Com a decisão do desembargador, volta a valer o decreto do
presidente Michel Temer que elevou a alíquota de PIS/Cofins sobre a
gasolina, o diesel e o etanol.
A tributação sobre a gasolina subiu R$ 0,41 por
litro; a tributação sobre o diesel, R$ 0,21 por litro; e o imposto
sobre o etanol, R$ 0,20 por litro.
Hilton Queiroz atendeu a recurso da Advocacia Geral da
União (AGU), que representa o governo federal no Judiciário.
"Trata-se de medida imprescindível para que seja
viabilizada a arrecadação de aproximadamente R$ 10,4 bilhões de reais entre os
meses de julho a dezembro de 2017", argumentou a AGU no recurso,
acrescentando que a verba é importante para cumprir a meta fiscal deste ano,
que prevê déficit (despesas maiores que as receitas) de R$ 139 bilhões.
![]() |
| "Trata-se de medida para que seja viabilizada a arrecadação de aproximadamente R$ 10,4 bilhões” – Reprodução |
O decreto de Temer
O decreto sobre os combustíveis foi assinado pelo
presidente Michel Temer na semana passada.
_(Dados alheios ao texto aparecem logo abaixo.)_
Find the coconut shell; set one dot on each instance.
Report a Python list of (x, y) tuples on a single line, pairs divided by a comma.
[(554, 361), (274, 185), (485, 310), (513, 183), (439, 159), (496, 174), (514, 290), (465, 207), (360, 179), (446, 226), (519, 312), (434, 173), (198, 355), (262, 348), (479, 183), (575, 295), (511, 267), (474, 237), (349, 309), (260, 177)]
Com a decisão, a tributação
sobre a gasolina subiu R$ 0,41 por litro; a tributação sobre o diesel, R$ 0,21
por litro; e o imposto sobre o etanol, R$ 0,20 por litro.
De acordo com a equipe econômica, o aumento da tributação
sobre os combustíveis irá gerar, durante o restante do ano de 2017, receita
adicional de R$ 10,4 bilhões para o governo.
Suspensão da medida
Nesta terça, o juiz substituto Renato Borelli, da 20ª Vara
Federal de Brasília (primeira instância), determinou a suspensão do
decreto do governo, sob o argumento de que o reajuste nos impostos deveria
ter sido proposto ao Congresso, para entrar em vigor somente 90 dias após
aprovação.No recurso, a AGU alegou que a lei que regula os impostos
prevê o reajuste das alíquotas do PIS/Confins por decreto.